Large technology companies who are building data centers have asked public officials and land owners to sign non-disclosure agreements and have appeared to use shell companies. In one case, when a joint OpenAI-Oracle data center was rejected by Saline Township in Michigan, landowners and developers responded by suing the town. The developers acquired the land from the resulting settlement. The Michigan Public Service Commission approved DTE Energy to provide power to the data center, part of Stargate. The approval was part of an ex parte motion, with no public input.

In 2025, over 230 groups have signed a letter supporting a moratorium on constructing AI data centers in the United States, concerned by impact on the environment and energy bills. Signatories include Food & Water Watch, Greenpeace, Friends of the Earth and Physicians for Social Responsibility. Senator Bernie Sanders has also supported a moratorium on AI data centers.

Ashley LaMont, of Honor the Earth, argued that data centers on tribal lands would not help Native Americans obtain data sovereignty.

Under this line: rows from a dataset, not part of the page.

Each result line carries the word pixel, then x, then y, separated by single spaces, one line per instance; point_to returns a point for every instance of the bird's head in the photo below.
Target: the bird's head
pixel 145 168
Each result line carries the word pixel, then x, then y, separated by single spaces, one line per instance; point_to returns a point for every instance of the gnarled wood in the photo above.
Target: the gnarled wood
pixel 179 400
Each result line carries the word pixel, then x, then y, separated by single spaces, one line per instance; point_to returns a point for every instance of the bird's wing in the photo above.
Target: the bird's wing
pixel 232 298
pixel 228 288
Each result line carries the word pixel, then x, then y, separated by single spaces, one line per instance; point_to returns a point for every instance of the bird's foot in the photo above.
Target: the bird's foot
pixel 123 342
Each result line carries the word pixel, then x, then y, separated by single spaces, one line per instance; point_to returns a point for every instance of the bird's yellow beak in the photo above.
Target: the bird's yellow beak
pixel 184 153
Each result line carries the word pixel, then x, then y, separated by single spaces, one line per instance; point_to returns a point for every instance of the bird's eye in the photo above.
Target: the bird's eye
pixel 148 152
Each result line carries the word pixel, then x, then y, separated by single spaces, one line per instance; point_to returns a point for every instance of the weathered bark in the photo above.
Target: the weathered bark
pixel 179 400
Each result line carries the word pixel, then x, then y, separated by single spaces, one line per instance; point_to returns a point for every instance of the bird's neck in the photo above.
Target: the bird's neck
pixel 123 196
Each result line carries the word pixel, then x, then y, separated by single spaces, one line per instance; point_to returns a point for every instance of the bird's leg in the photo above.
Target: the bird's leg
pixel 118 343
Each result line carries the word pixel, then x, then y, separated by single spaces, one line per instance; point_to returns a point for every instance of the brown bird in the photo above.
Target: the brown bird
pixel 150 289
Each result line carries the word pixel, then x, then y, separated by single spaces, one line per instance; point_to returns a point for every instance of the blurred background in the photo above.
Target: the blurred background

The NAACP has also expressed opposition to AI data centers.

== In space ==

Several tech companies, including Starcloud, Google, Nvidia, Blue Origin and SpaceX, have announced projects for or otherwise expressed interest in building data centers in outer space. Google announced Project Suncatcher, which plans to test whether its Tensor Processing Unit (TPU) chips (which are specifically designed for machine learning) can function in the environment of space. The company aims to deploy satellites with these chips in a data center by 2027. In November 2025, Starcloud, a startup supported by Nvidia, launched a satellite with an Nvidia H100 GPU that the company used to deploy and develop a large language model. CNBC reported that this model, NanoGPT, was the first model trained in space. Starcloud deployed a second model based on Google's Gemma.